I guess there's a market for them, but just how can these horses fit so many different times? I think that her original idea and original horse really must have fit the time she lived in the moment she created them, but after that they don't. It's not a good artistic practice to refuse to change with the times.


On the other hand, the time period between 1980 and 2009, thirty years, is a speck of time in the great ocean of it and so a horse in 1980 might say the same thing to it's audience as a horse in 2009 does.


Well, it's important not to judge and it's important not to think that you know all the answers. I guess I do know, though, that I'd like to produce something that reflects the poignancy of our times better than I have to this date. That might mean, however, lapsing into a sort of sadness that I don't want to lapse into, and I want to avoid that.


The upshot of this is that I've been painting over more paintings than normal, I'll work on them for a long time develop a highly crafted piece, and then get rid of it. It's struck me that the getting rid of it part of this particular process is significant and that should become my art piece and so I'm toying with that by painting over paintings and then displaying them.
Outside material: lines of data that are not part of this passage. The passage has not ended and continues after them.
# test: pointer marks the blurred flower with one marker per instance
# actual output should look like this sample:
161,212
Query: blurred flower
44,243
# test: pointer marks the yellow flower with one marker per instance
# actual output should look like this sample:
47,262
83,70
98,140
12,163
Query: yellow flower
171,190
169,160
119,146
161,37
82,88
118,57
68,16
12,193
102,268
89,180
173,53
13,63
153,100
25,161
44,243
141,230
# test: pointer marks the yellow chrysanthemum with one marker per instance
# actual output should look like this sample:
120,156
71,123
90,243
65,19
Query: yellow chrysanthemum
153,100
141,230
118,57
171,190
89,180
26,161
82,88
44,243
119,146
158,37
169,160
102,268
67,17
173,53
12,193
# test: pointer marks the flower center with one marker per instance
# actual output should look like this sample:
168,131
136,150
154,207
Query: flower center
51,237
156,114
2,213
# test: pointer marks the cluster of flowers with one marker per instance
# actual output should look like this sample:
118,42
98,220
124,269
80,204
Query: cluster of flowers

It doesn't satisfy me though.


There is so much to overcome to become the painter that I would like to be, and particularly it involves my relationship to my audience. A guy can come into my studio and say, pointing at watercolors, Why would you waste your time on these when you can make those? and points to an oil painting. And I give that the time of day because I'm nothing (I believe) without an audience.


But the thing to absolutely remember is, no matter what I do (or any artist does) there are going to be people who like it. For every person who likes an oil painting there will be another one who likes a watercolor. So in the end, I should just do what I want to do and damn the consequences.